Based on the agreement, IFC will, over the next four years, provide advisory services worth $1.18 million to Advans Cameroun, helping to pilot and roll out a branchless banking model that will involve mini branches, mobile collectors and agents.
Access to credit remains a challenge for the developing world, of which Africa is forerunner, and the implications include significant poverty rates. In Cameroon, exclusion from financial services is particularly acute in the agricultural sector, which employs about 60 percent of the country’s population; and this is principally because of the high cost of establishing branches of formal financial institutions in sparsely populated areas.
“After successfully building a strong presence in urban centers, Advans Cameroun’s objective is to develop its outreach in rural areas. This project will allow us to provide easy and convenient access to financial services and solutions for small-scale entrepreneurs, smallholder farmers and generally the low-income population,” said Steven Duchatelle, Head of Operations at the Advans Group.
Also commenting on the development, Greta Bull, IFC Advisory Services Manager for the Financial Institutions Group in sub-Saharan Africa, said, “The agreement between IFC and Advans Cameroon highlights the need to develop innovative financial products and delivery channels for people in rural areas.
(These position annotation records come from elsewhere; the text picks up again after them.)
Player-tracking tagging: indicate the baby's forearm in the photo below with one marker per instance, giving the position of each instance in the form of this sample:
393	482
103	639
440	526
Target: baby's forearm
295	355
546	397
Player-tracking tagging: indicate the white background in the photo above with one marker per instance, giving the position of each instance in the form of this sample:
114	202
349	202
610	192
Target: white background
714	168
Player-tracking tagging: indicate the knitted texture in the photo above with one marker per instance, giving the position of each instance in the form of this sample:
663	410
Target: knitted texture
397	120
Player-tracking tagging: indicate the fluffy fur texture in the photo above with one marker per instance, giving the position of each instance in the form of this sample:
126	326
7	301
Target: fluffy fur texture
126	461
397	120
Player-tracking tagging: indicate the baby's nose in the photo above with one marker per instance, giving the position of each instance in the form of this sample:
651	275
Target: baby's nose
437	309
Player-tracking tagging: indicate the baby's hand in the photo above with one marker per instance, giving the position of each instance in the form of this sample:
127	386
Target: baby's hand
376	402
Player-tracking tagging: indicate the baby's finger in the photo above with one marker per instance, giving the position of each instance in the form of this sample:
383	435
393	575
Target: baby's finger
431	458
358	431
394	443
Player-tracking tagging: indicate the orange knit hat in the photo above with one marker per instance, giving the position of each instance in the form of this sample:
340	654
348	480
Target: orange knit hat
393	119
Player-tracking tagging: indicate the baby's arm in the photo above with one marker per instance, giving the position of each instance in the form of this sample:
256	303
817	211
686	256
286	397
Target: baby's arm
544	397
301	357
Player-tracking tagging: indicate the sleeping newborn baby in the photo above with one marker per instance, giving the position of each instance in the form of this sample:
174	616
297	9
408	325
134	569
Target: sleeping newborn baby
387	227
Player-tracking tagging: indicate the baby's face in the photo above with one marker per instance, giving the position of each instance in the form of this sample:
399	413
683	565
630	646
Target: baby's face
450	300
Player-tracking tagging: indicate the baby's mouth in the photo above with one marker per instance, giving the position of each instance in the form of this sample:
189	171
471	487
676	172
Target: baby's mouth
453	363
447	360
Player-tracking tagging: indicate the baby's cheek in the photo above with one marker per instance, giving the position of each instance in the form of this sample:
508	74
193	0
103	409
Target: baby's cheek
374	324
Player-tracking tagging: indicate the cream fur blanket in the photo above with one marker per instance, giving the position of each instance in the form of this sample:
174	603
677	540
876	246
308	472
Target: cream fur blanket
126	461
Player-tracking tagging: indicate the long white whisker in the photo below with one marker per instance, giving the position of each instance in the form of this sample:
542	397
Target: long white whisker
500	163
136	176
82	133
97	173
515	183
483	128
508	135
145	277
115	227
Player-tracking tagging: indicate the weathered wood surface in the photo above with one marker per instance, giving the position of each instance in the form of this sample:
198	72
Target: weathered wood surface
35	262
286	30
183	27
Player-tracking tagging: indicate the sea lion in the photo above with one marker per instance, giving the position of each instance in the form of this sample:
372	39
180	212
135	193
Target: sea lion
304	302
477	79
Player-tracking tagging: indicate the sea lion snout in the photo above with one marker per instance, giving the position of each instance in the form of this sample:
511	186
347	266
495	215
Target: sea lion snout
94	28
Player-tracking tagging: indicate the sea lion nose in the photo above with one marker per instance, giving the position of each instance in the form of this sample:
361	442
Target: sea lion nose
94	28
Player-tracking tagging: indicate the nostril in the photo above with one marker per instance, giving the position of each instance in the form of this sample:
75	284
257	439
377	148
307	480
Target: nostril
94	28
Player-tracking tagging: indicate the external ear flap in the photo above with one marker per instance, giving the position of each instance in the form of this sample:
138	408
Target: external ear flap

The tools developed will have the potential to reach over 60,000 new customers, and will have a significant impact on their ability to access secure and affordable financial services.”
The financial inclusion situation in Cameroon has long been due for a breath of fresh air. Current World Bank data suggests that less than 20 percent of adult males in the country have accounts with a formal financial institution; for females, this number lies in the neighborhood of 10 per cent. Also, only 2 percent of the population use credit and debit cards, and just about 4 percent have obtained loans from a financial institution in the past year.